In this lengthy book of almost 700 pages, its sixty-four-year-old author has gathered together a few letters, several e-mail transmissions, and several items posted to the internet at a web site known as the Catholic Information Center. These communications took place between November of 1996 and December of 1997, and, in content, each deal with topics, which are mostly theological in nature. For example, faith, grace, secret sins, and the Catholic position on slavery are among the topics discussed.
These communications were part of a series of discussions directed at individuals who, for the most part, regarded the author as a devil out to pervert the teachings of Jesus Christ. For that reason, much in these pages is bitter to say the least.

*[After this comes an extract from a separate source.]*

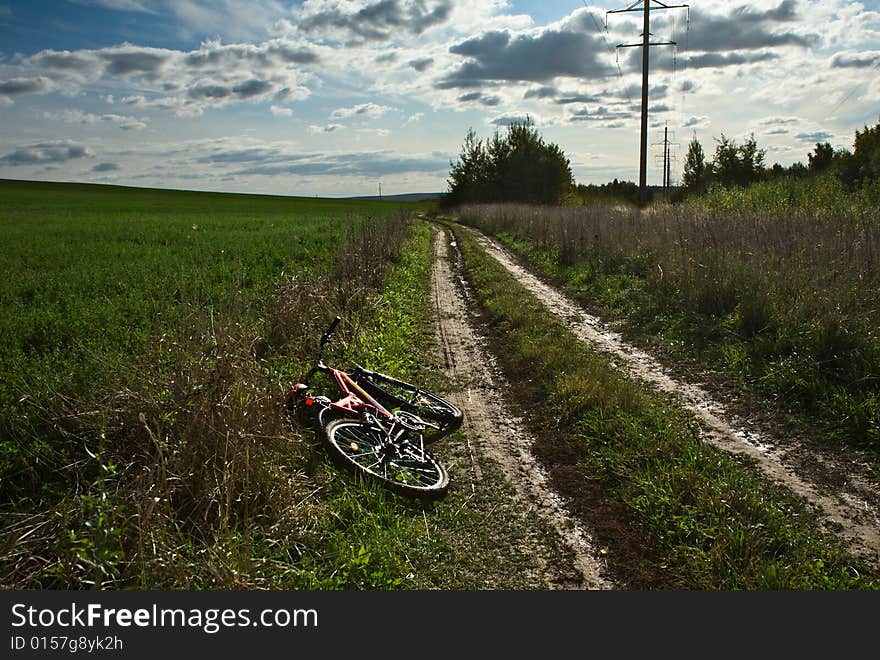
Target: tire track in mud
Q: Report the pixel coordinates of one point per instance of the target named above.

On the other hand, one will also find in these pages a great wealth of highly relevant quotations from prominent Catholic sources spread out over the entire two thousand years of Catholic history. In one sense, then, this is a markedly detailed stroll down the most famous memory lane of them all, which is to say the one generated by what is--by far!--the most successful institution in history: The Catholic Church.
Perhaps, like the author, you hunger to read not only the Bible but every line ever left to us by every pope and by every council, Father of the Church and Doctor of the Church approved by the popes. But, unlike the author, perhaps you have not the wherewithal to spend decades in the kind of seclusion, which makes it possible to devour hundreds of theological volumes. In that case, you may find this book a tour of just the right length to leave you with this blessing: a satisfying sense of having adequately fulfilled a dream you had long thought would never be fulfilled to any extent this side of the grave.